Добавить в цитаты Настройки чтения

Страница 87 из 94

ГЛАВА XXXV

В ПАРИЖЕ

АЛЕН ВЫКЛАДЫВАЕТ СВОЙ ПОСЛЕДНИЙ КОЗЫРЬ

Десятого марта на закате «Шоумат» миновал форт Пуэнт де Грав и вошел в устье Жиронды, а на другое утро в одиннадцать часов бросил якорь чуть ниже Бле под пушками «Регулуса».

Мы поспели как раз вовремя, ибо со дня на день здесь ожидали прибытия британского флота, идущего на соединение с герцогом Ангулемским и графом Линчем, который готовился изменить трехцветному знамени и передать Бордо в руки Бирсфорда или, если угодно, Бурбонов. Весть о его намерениях уже достигла Бле, и потому, едва ступив на землю милой Франции, я тот же час поспешил в Либурн, вернее, во Фронзак, а оттуда на другое же утро отправился в Париж.

Но война отняла у страны чуть ли не всех лошадей и здоровых кучеров, а потому путешествовать в те дни было так трудно и так подолгу приходилось ждать на постоялых дворах, что я мог бы с таким же успехом пробираться в столицу пешком.
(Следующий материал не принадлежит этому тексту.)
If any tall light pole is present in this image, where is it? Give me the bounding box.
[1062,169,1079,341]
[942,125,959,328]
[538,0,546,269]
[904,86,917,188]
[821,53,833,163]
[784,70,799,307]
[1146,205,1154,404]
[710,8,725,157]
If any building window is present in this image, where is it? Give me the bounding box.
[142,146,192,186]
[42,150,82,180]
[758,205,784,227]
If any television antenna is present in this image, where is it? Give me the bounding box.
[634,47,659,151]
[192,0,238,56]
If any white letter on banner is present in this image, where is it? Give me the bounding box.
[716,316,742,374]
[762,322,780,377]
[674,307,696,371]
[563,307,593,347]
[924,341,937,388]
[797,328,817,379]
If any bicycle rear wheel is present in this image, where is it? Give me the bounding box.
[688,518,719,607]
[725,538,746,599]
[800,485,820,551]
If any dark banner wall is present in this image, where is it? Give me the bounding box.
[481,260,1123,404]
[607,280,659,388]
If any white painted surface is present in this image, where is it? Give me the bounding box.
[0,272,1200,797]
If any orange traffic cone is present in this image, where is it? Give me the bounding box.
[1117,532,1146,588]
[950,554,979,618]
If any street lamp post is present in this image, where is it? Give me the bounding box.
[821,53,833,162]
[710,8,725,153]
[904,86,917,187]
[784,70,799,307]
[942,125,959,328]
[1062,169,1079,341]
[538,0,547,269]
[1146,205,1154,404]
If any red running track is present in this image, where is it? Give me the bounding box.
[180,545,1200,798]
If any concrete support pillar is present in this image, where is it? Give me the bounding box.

Долгих две недели добирался я до Орлеана, а в Этампе, куда я приехал утром тридцатого марта, кучер разбитого дилижанса наотрез отказался ехать дальше. Казаки и прусские войска уже стояли у ворот Парижа.

— Ночью мы видели костры их бивуаков. Вы только послушайте, мсье, сами услышите стрельбу.

Поговаривали, что императрица покинула Тюильри.

— Где же она?

Кучер, содержатель постоялого двора, равнодушные прохожие — все пожимали плечами.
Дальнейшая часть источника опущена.